For instance, Brian Kelsey, a Republican from Germantown,Tennessee serving as secretary of the Senate Education Committee, has this analysis of one school system’s innovative use of online instruction:
If the best teachers in the world are available on Internet videos, Tennessee students should have access to the best teachers in the world.
That is the idea behind the Tennessee Virtual Academy, which is offered by the Union County school system but is available to students throughout Tennessee. The academy is run by veteran educator Josh Williams with the support of K12 Inc. to provide proven and rigorous curriculum materials and to manage a large workforce of Tennessee-certified teachers.

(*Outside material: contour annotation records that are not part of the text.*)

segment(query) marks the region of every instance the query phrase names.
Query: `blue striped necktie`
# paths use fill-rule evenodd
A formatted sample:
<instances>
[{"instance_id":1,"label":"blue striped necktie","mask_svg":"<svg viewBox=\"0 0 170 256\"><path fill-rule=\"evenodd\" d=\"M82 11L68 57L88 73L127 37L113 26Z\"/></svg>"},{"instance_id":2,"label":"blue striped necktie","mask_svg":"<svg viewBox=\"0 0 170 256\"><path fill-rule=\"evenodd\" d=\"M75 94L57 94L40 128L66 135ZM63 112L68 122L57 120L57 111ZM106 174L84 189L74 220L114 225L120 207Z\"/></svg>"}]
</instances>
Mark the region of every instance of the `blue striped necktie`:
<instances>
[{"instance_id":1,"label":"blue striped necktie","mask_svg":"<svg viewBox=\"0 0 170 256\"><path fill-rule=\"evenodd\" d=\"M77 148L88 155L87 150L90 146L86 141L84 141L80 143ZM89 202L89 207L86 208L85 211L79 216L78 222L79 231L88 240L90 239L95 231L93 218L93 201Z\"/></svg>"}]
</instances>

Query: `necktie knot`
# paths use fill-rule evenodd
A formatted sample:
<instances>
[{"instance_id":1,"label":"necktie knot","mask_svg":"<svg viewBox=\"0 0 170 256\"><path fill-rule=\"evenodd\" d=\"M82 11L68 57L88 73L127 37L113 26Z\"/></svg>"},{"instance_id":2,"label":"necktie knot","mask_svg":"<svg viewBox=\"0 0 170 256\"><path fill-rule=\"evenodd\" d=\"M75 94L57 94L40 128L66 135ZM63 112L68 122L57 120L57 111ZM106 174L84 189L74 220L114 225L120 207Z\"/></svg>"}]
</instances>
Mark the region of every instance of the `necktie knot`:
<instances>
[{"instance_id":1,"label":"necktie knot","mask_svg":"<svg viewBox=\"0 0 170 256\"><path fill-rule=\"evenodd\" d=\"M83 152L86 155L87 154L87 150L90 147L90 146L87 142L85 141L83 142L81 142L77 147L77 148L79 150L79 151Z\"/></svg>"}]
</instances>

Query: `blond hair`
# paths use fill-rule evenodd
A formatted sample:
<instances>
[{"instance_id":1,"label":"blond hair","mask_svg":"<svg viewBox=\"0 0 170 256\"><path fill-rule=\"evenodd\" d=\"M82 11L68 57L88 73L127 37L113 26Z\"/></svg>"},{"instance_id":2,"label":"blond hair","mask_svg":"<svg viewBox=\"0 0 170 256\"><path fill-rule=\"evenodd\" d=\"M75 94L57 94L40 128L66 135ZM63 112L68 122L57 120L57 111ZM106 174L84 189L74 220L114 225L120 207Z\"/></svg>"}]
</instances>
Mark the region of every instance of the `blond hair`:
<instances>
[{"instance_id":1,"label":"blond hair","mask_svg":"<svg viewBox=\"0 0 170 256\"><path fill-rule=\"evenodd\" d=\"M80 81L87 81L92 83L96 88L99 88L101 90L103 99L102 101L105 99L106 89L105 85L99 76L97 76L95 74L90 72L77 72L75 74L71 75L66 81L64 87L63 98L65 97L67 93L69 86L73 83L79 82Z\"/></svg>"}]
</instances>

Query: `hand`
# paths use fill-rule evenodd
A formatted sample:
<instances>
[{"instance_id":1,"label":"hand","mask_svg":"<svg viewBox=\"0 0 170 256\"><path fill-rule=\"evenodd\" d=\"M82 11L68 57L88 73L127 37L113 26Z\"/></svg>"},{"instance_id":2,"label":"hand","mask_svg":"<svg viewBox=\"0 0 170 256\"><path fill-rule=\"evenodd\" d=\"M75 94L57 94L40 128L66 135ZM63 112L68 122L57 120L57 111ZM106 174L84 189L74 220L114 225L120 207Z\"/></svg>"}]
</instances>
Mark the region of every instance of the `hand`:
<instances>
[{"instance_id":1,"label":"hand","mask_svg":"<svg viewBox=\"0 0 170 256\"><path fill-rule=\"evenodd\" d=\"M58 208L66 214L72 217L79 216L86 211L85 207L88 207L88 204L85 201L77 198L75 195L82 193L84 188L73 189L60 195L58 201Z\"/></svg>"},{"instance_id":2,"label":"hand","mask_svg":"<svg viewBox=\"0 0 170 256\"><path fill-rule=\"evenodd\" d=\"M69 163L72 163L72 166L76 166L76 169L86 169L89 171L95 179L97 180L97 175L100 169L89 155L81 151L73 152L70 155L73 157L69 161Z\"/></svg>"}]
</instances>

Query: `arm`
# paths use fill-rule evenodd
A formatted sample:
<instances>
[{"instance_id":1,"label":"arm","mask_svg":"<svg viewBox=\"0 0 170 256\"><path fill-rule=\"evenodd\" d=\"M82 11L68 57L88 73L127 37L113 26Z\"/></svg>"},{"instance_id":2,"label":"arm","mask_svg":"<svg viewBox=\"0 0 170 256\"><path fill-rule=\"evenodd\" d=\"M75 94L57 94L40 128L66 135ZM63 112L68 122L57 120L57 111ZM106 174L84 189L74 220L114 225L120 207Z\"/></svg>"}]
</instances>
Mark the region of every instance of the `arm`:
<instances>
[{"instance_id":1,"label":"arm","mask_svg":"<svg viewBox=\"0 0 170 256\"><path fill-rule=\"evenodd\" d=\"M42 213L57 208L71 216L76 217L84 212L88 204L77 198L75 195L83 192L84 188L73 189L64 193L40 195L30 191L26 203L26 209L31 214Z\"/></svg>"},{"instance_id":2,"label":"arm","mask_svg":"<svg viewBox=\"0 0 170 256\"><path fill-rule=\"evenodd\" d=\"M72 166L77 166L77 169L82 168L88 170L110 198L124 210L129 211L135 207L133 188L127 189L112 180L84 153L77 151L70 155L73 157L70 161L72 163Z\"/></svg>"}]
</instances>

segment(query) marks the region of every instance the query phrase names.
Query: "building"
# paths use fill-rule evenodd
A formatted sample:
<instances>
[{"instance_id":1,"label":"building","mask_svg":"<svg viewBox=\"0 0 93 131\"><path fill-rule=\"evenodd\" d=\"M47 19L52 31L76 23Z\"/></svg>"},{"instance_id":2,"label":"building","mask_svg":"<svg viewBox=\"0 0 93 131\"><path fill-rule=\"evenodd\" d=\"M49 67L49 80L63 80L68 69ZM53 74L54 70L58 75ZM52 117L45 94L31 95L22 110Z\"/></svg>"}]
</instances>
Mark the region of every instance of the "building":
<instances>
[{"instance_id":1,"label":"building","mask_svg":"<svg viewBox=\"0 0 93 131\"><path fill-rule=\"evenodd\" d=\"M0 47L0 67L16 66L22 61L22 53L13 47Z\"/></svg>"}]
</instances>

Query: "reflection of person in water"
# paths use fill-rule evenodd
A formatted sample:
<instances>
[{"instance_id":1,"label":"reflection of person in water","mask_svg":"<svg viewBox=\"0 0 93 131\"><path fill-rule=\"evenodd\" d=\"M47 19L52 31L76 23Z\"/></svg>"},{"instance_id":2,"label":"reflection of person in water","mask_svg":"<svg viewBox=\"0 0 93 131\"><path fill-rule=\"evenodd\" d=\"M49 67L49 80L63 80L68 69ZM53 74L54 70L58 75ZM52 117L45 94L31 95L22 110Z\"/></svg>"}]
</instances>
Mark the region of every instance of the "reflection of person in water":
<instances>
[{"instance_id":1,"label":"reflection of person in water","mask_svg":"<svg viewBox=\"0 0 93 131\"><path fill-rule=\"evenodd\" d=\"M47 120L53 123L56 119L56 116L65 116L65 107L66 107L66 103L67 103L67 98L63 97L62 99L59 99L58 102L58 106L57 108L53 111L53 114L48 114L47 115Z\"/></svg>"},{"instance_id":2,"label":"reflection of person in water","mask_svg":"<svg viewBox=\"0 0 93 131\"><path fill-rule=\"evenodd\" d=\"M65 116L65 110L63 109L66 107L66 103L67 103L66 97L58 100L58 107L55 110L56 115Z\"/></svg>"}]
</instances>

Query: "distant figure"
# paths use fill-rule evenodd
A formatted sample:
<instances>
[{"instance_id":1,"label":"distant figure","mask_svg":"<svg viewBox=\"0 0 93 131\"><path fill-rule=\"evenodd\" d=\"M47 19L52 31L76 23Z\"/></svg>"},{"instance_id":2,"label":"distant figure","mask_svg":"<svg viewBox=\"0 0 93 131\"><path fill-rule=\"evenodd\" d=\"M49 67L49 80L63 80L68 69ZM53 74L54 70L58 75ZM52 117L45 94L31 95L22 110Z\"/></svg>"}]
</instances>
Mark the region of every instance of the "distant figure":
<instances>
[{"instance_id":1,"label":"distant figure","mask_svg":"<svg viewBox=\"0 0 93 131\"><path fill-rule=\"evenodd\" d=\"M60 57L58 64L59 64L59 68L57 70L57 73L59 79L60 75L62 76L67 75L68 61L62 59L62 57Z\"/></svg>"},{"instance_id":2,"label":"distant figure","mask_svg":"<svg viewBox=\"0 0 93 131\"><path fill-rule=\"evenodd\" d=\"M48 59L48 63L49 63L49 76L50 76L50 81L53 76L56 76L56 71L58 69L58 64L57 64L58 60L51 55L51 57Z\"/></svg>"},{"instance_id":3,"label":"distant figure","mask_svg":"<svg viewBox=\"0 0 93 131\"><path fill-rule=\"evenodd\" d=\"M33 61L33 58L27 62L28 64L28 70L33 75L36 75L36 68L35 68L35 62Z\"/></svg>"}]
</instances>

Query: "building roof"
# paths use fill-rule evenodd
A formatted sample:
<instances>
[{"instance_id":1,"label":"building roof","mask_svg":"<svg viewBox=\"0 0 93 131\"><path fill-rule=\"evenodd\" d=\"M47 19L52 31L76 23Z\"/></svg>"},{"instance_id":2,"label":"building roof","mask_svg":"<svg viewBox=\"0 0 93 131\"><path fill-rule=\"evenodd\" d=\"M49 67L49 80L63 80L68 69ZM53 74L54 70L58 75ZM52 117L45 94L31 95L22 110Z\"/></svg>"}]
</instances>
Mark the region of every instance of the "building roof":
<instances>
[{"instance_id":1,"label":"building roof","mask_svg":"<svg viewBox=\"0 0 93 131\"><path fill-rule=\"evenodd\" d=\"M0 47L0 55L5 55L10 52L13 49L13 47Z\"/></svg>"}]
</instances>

Opponents of the new technology seized upon preliminary data from end-of-year exams this spring to suggest that online learning should be ended in Tennessee. Quite the contrary, it should be expanded.
The data cited by critics included the test results of only 181 of the 700 students who took the exam administered by the academy. Many of those students were taking the exam for the first time. More than 40 percent of them were previously home-schooled. This year more than 3,000 students will take the exam. I expect the results will improve. If they don’t, the legislature will certainly continue to re-examine the law and look for improvements. The law authorizing the creation of the academy, sponsored by Rep. Harry Brooks, R-Knoxville, and Sen. Dolores Gresham, R-Somerville, passed the General Assembly overwhelmingly before it was signed into law by Gov. Bill Haslam last year. Supporters are determined to see it succeed. Now is not the time to give up on the future of education.
New schools take time to show what they can do; for example, the Achievement School District, created by legislation from Gov. Phil Bredesen in 2010, has just begun managing the first six of 85 schools in the bottom 5 percent in Tennessee. Expect improvements to come, but don’t expect them after the first year. That is why the Tennessee Value Added Assessment System (TVAAS), which assigns accountability scores for schools and for classrooms, is based upon three years’ worth of end-of-year student test scores. The TVAAS is our best measurement of school success.
While the Tennessee Virtual Academy is but one school in the larger education reform movement, it is an important one. It is blazing a new and challenging trail in online learning and teaching us lessons that will eventually help move Tennessee students into a 21st-century learning environment necessary to obtain jobs for the future.